With current technology, whole-genome sequencing of large collections of chordomas is costly and laborious. Thus, we aimed to broaden our mutational screen while focusing only on those genetic alterations that have been previously implicated as tumorigenisis drivers in other tumor types with the overall goal of identifying new mutations that could direct further research into chordoma therapeutic discovery. Some of the mutations identified in this study are in genes well-known for their role as tumor suppressors, such as PTEN and CDKN2A. Interestingly, both of these genes lie in chromosomal regions that were frequently found to have copy number losses in the recent CGH array analysis (9p21 for CDKN2A and 10q23.3 for PTEN) at a rate of >80% for each. Therefore, we performed CGH in the samples containing mutations in PTEN and CDKN2A and found chromosomal loss at each loci in the respective samples. Interestingly, 33% of samples tested in Le et al. collection found complete loss of both copies of CDKN2A – arguing that either a point mutation at CDKN2A or complete copy loss of CDKN2A can lead to LOH at this locus [24]. We therefore infer that loss of heterozygosity (LOH) at these loci can potentially be a tumorigenic event for the development of chordoma.
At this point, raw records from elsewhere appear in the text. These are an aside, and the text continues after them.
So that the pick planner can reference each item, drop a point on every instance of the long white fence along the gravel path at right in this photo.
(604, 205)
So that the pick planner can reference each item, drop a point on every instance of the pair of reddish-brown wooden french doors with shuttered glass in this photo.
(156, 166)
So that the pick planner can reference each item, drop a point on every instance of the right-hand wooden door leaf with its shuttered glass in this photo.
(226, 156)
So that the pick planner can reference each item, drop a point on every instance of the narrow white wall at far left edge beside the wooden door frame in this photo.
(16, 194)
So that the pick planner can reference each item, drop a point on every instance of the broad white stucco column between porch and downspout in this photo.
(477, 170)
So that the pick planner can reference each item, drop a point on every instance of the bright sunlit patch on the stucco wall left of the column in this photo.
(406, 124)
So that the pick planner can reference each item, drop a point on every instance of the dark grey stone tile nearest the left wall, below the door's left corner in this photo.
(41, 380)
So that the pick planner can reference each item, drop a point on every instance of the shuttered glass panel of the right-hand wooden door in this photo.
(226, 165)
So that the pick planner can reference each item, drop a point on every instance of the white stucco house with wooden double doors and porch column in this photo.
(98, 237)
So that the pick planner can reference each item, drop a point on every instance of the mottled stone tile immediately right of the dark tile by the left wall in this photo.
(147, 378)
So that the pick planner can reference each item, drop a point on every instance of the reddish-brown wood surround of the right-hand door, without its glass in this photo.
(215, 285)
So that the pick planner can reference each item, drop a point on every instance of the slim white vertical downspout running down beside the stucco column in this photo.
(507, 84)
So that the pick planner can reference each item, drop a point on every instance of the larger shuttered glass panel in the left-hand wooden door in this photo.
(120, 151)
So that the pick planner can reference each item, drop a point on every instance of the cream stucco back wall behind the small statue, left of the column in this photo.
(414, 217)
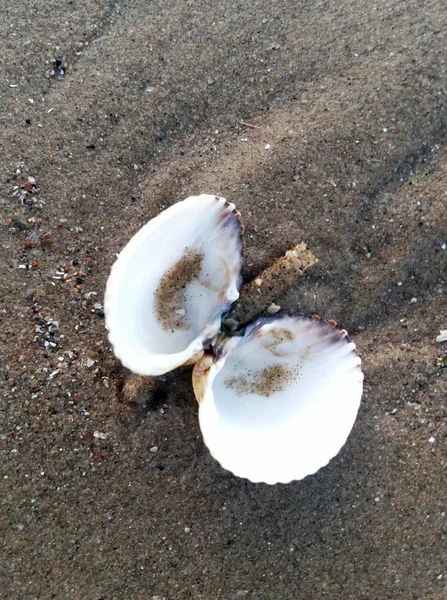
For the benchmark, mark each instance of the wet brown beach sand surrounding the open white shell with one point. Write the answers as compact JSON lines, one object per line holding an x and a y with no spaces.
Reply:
{"x":351,"y":98}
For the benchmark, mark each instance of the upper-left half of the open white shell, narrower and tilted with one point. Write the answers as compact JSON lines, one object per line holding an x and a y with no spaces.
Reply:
{"x":171,"y":283}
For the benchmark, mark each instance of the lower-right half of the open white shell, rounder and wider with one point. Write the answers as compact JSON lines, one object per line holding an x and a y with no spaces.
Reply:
{"x":280,"y":402}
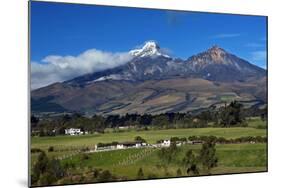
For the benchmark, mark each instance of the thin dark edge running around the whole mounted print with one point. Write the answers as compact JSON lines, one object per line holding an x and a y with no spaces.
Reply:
{"x":146,"y":8}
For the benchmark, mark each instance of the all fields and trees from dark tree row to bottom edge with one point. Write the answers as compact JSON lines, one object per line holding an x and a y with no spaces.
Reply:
{"x":227,"y":139}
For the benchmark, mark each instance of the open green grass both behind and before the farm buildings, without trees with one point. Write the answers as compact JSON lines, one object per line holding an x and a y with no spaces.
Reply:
{"x":124,"y":164}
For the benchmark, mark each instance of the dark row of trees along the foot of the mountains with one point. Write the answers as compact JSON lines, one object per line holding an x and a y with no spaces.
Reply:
{"x":227,"y":116}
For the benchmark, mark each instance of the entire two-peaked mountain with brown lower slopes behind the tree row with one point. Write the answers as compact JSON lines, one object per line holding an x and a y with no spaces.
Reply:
{"x":153,"y":82}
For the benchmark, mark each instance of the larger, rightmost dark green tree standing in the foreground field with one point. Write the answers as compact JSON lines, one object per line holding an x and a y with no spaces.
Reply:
{"x":208,"y":155}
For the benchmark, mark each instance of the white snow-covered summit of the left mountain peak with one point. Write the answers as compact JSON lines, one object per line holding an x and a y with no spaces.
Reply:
{"x":150,"y":48}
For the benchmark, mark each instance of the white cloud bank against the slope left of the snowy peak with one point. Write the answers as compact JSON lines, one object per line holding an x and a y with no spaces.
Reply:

SMARCB1 is a subunit of the ATP-dependent chromatin remodeling complex SWI/SNF, a powerful epigenetic tumor suppressor, which directly antagonizes the histone methyltransferase EZH2. Mutations in SWI/SNF members are increasingly being recognized in malignancies where they are now thought by some groups to be more common than inactivating mutations in p53 [30], [31]. SMARCB1 also regulates the cell-cycle by activating CDKN2A, and its loss leads to upregulation of EZH2 a molecule that is being targeted by several inhibitors that are currently undergoing clinical testing [32]–[34]. SMARCB1 is known to be disrupted in malignant rhabdoid tumors, round cell soft-tissue sarcomas (most were a subset of tumors resembling extraskeletal myxoid chondrosarcoma with rhabdoid features, epithelioid sarcomas, and schwannomatosis [34]–[38].

These tumors, like chordomas, are groups of rare neoplasms for which no effective therapy is known. Mobley et al. observed that in poorly differentiated chordomas, expression of SMARCB1 is also lacking. They used FISH to evaluate the SMARCB1 locus at chromosome 22q and found deletion in 3 of 4 samples[38]. We therefore also infer that when SMARCB1 mutations coincide in areas of chromosomal loss, loss of heterozygosity can also be a tumorigenic event.

Several of the mutations found in our study, such as ALK, PIK3CA, and CTNNB1, each have inhibitors that are either commercially available, such as the ALK inhibitor XALKORI (crizotinib), or have multiple inhibitors currently under active clinical development[39]–[44]. Observations such as ours suggest the clinical utility of performing a genotype directed clinical trial to test new kinase inhibitors in this disease population.

In conclusion, we observed chordomas with point mutations in tumor suppressor genes in areas of frequent chromosomal loss and in oncogenes with commercially available inhibitors. The former suggests possible mechanisms for chordoma tumorigenesis, the latter suggests possibilities for novel therapies. Further studies need to be done in order to establish these genes as important biomarkers or targets in chordoma. The ideal study would be a complete genome sequencing effort involving many more chordoma samples. We hope that this initial sign of successful genotyping in the largest collection of human chordoma tumor samples to date may ignite enthusiasm to further investigations into the molecular pathology of this disease that currently has no effective medical therapy.